3. Absolute Zero cannot be reached.

OR (as the ever helpful physicist C.P. Snow remarked)

  1. You cannot win.
  2. You cannot break even
  3. You cannot leave the game.

A little better summary:

The first law of Thermodynamics

The total amount of energy in the universe is constant, energy cannot be created nor destoryed, it can merely be changed from one form to another. And if Einstein is correct, then this also means that matter can neither be created nor destroyed. Basically, we got what we got, and that's all we're gonna get.

In equation form:

DE = Q + W
Change in Energy = Heat Energy entering/leaving the system + Work Energy done by/on the system

The second law of Thermodynamics

There are many ways to phrase this... My favorite way to think of it is that in any transfer of energy from one form to anther (for example, electrical to mechanical energy), useful energy is lost. Basically, you can't get out more than you put in, and you can't even get out what you put in.

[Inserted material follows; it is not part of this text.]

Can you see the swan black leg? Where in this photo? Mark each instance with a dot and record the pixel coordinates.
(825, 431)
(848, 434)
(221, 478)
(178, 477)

The second law also states that the entropy (randomness) of a system will always increase, and it's impossible to decrease entropy without work. Basically, heat and energy tend to migrate from areas of higher concentration to areas of lower concentration, and it requires work to get it to go the other way.

The third law of thermodynamics

This states that the entropy of a system will approach a constant value as the temperature decreases, and that the entropy of a pure crystal will be zero at a certain temperature (absolute zero).

The Zeroth Law of thermodynamics

Not a true law, but a derivation of the second law. This states that if two systems are in equilibrium with a third system, then they must be in equilibruim with each other. For example, if two containers of water are at the same temperature as a third, they must both be at the same temperature.